President Bush has promised much. It will be left to the next president to deliver on those promises. The good news is that every major presidential candidate seems open to doing just that.
Hillary Clinton has declared that there is no contradiction between “support for faith-based initiatives and upholding our constitutional principles.” John McCain has supported the idea especially as it relates to improving educational programs for disadvantaged children. Barack Obama describes faith-based programs as a “uniquely powerful way of solving problems” especially where former prisoners and substance abusers are concerned. When he was governor of Massachusetts, Mitt Romney created his own faith-based office.
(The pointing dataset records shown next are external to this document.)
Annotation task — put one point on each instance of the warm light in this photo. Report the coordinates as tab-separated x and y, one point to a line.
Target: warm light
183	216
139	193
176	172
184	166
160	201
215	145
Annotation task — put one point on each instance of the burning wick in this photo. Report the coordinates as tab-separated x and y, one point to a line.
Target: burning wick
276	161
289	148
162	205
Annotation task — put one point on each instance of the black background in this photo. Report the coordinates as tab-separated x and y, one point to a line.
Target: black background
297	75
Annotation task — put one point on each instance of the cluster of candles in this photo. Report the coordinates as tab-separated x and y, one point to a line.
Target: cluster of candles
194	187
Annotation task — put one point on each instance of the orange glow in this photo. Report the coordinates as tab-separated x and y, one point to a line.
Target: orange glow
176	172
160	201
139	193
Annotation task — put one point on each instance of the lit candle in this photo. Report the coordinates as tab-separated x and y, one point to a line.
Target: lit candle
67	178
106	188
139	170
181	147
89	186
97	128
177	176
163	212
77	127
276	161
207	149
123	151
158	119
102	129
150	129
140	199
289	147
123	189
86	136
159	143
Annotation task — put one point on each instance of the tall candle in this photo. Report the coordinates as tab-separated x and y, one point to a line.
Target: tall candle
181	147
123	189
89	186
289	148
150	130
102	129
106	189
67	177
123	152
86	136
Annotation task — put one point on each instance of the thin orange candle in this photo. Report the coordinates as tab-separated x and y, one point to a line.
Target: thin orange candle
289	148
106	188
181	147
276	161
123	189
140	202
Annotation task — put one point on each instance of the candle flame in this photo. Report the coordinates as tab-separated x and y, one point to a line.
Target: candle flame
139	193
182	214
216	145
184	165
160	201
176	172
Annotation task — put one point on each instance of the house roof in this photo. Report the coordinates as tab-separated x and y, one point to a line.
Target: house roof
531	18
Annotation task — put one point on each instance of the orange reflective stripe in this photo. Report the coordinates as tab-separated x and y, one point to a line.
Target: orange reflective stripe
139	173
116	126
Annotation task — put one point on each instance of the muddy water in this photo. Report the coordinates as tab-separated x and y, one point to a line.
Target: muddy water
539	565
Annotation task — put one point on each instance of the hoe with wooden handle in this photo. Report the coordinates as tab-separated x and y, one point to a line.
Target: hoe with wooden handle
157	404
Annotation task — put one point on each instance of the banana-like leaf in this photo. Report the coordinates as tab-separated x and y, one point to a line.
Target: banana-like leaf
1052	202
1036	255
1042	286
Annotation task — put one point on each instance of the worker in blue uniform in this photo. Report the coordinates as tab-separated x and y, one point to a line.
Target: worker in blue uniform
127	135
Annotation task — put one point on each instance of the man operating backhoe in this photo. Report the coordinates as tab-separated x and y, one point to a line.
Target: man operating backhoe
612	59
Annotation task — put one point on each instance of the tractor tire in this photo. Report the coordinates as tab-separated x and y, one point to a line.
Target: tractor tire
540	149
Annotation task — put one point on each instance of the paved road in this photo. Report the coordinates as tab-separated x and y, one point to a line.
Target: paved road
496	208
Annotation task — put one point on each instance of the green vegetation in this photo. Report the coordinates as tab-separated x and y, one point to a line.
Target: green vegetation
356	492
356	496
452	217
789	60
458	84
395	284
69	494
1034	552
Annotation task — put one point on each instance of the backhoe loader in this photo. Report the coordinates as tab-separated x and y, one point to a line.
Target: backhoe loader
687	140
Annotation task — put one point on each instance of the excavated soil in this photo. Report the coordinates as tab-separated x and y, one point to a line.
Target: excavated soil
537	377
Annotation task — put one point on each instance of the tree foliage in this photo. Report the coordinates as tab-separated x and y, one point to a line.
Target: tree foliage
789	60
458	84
Politicians from both parties have come to realize that faith-based programs are indispensable even if they are not miraculous. America’s churches, synagogues, mosques and other congregations supply dozens of major social services — like day care, homeless shelters and anti-violence programs — worth billions of dollars each year, as Ram Cnaan, a professor of social work at the University of Pennsylvania, has proved in several studies. Dr. Cnaan is not even counting the work done by inner-city religious schools and other local faith-based programs. From coast to coast, the primary beneficiaries of these services are low-income children and families who are not otherwise affiliated with the religious nonprofit organizations that serve them.